# Magic Chef Refrigerator not cooling



## grmorse

My Magic Chef side by side refrigerator (model number GS22Y8D) appears to have stopped cooling.  I just noticed that milk is warm and ice cream is soft.  I have heard no unusal noises. I am not sure if this is related but the ice maker has not been working for some time and i just filled the bin with store bought ice.


----------



## Nestor_Kelebay

If your fridge has digital displays showing the actual fridge temperature and target temperature and stuff like that, then it's possible that the circuit board that controls the fridge is shot.

However, if your fridge doesn't have digital electronic controls like this, and this is a problem that's just come on with no warning, then I'd suspect your defrost timer is stuck in the defrost mode.  Read on...

Every frost free fridge, whether it's a freezer-on-top model or a side-by-side will have something called a "defrost timer", which is the "brains" of the fridge.

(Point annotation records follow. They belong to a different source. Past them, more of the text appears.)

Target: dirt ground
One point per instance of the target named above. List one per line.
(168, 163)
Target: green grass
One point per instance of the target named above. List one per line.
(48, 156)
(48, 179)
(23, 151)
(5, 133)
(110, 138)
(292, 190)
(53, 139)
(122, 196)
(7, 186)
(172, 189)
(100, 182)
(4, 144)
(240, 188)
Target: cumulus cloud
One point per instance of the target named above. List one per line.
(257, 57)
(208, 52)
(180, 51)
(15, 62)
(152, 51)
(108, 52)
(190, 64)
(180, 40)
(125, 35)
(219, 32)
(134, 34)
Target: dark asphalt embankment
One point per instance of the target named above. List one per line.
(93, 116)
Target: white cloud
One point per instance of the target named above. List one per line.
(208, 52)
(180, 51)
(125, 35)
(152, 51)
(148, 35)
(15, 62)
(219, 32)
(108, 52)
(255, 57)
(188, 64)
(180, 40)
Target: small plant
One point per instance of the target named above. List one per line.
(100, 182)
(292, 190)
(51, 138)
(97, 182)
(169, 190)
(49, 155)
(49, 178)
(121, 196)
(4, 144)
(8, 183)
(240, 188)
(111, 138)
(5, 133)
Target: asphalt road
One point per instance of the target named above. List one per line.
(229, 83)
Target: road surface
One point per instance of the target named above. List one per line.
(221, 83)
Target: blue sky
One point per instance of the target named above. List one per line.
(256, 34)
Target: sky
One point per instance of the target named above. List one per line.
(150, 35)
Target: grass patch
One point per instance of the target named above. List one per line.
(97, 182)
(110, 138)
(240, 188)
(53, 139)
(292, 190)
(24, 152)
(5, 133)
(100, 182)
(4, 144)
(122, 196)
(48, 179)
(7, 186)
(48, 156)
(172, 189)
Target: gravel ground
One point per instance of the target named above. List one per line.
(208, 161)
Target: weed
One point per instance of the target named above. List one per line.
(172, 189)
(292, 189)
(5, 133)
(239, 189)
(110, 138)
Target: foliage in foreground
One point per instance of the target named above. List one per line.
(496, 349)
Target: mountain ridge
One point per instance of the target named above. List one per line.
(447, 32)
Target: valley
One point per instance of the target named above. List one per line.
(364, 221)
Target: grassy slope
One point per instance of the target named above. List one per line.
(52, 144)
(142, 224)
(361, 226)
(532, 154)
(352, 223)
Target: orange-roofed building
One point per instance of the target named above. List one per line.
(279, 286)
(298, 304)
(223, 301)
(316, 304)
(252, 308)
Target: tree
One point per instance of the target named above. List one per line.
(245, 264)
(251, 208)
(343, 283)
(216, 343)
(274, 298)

It's very possible that your fridge's defrost thermostat is stuck in "defrost mode".  In that case, your fridge won't cool at all.  It'll just keep trying to defrost itself until the defrost timer advances and puts the fridge back into normal operation.

The defrost timer diverts power from the thermostat (or "cold control") for about 20 minutes every 12 hours or so, and sends that electrical power to the defrost heater instead.  The defrost heater melts any frost off the evaporator coils of the fridge, and that melt water drains down a tube to a receiving pan typically located on or around the warm compressor of the fridge where that water evaporates into the air in your kitchen.  Typically, the fridge's thermostat (or "cold control") will energizes both the fridge's compressor and the evaporator fan at the same time to start the fridge cooling.  So, typically both the compressor and evaporator fan will start and stop at the same time.  Thus, when the defrost timer diverts power away from the thermostat at the beginning of a defrost cycle, both the compressor and evaporator fan (the fan that causes he slight breeze in the freezer compartment) will go off simultaneously.  And, will both come on simultaneously at the end of the defrost cycle when power is restored to the thermostat if the thermostat is calling for cold at the end of the defrost cycle.

DURING the defrost cycle, the power will be diverted to the defrost heater who's job it is to melt any accumulated frost off the evaporator coils (which is where the refrigerant evaporates, thereby absorbing heat from it's surroundings).  If the styrofoam parts in that area of the fridge get too warm, they'll melt, and so a defrost thermostat wired in series with the defrost heater will shut off the current to the defrost heater if things get too warm in the vicinity of the evaporator coil during the defrost cycle.  If the defrost thermostat shuts off the defrost heater, then the fridge will just sit there as if in a coma until either that area cools down again and the defrost thermostat allows power to flow to the defrost heater again, or the defrost timer completes the defrost cycle and diverts power back to the fridge's thermostat (which controls the fridge's compressor and evaporator fan).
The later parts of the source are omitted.